Chester lost his dad at age 8, and as he says in his Foreword, his mom should've come with a warning label about her crazy-making potential. This is true. It's easy to laugh at Joan's insane missives, but hard to imagine living with this deluge of madness. This memoir is largely restricted to her letters and their immediate context, but there must be some wacky stories, too, about Joan's interference in Adam's life when he was a kid, beyond the few completely hilarious tales provided in the foreword. After his dad died, Chester and his mother moved to Florida. Joan cut Adam off from all his paternal relatives, saying they hated her and were crazy. She also gave him dire warnings about her own relatives, like her mother and half-brother Michael (also deemed crazy). She starts writing letters to him after he moves to California for college. The topics range all over the place, but Joan has a few themes. One of them is death, specifically her death, and associated topics, like life insurance policies. She has some off-the-wall pet names for Adam, too, including poppy-seed, pussy cat, and dolly poo-poo.
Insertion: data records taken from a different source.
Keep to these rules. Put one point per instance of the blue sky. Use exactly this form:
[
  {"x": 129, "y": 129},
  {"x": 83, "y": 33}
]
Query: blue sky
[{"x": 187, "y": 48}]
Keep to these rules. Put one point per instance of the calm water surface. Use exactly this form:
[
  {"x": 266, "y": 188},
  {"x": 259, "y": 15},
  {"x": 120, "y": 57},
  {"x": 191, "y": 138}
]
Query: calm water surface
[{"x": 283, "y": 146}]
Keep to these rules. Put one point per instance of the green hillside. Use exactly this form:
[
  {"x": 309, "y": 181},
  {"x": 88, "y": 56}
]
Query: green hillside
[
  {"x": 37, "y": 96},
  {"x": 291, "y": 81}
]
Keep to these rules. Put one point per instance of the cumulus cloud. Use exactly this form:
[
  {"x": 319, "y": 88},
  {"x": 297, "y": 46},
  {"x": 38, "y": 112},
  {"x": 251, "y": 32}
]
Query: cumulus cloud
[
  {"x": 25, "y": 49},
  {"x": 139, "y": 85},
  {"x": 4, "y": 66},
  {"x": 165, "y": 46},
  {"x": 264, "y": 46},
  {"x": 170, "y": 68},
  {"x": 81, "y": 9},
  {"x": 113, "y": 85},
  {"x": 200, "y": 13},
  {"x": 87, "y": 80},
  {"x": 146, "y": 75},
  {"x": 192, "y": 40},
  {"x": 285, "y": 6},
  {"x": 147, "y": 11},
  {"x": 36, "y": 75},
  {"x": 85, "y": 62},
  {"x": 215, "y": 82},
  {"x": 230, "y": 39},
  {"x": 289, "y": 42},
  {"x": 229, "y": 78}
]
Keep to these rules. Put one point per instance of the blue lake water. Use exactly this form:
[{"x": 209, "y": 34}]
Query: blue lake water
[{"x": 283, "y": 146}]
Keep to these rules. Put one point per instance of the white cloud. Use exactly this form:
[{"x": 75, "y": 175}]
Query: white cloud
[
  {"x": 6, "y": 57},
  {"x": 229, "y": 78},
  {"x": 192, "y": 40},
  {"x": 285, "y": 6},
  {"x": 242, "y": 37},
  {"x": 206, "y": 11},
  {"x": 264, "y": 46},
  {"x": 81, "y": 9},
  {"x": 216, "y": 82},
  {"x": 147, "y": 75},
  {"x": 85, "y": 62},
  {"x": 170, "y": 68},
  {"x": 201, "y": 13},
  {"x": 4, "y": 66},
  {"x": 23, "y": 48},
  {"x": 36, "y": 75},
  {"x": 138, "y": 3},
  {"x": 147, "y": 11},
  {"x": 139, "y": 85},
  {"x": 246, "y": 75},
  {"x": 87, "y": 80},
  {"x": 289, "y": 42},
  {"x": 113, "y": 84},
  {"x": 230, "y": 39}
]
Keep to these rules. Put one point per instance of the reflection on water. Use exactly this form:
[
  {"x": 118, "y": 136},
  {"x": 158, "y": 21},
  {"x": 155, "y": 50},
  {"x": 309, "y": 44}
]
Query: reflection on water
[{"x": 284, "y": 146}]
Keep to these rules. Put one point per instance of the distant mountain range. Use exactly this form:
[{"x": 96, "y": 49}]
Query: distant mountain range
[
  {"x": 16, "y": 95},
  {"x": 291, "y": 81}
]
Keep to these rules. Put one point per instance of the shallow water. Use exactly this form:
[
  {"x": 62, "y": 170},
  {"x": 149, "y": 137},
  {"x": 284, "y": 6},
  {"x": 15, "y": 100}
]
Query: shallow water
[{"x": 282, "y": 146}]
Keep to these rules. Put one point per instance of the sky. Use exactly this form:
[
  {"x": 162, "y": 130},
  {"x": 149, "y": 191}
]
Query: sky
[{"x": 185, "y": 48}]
One of my favorite non sequiturs appears in two points appended to a letter about miscellaneous financial and personal issues. "1. Don't drink rain-water. 2. There's a resistant form of gonorrhea going around--Use a condom" (p. 56). Yikes! Can you imagine getting letters like that? Chester claims he has hundreds. He stopped reading them, but saved them all.

Despite the crazy-making potential, Chester clearly loves his mother dearly, and she's very much a part of his life. She has to be considering that she lives only 20 minutes away from him, but even aside from that--she's still writing letters! Chester includes a few of his own musical career highlights, but keeps the focus on his mother's engaging, if wacko, letters. Highly recommended for adult audiences!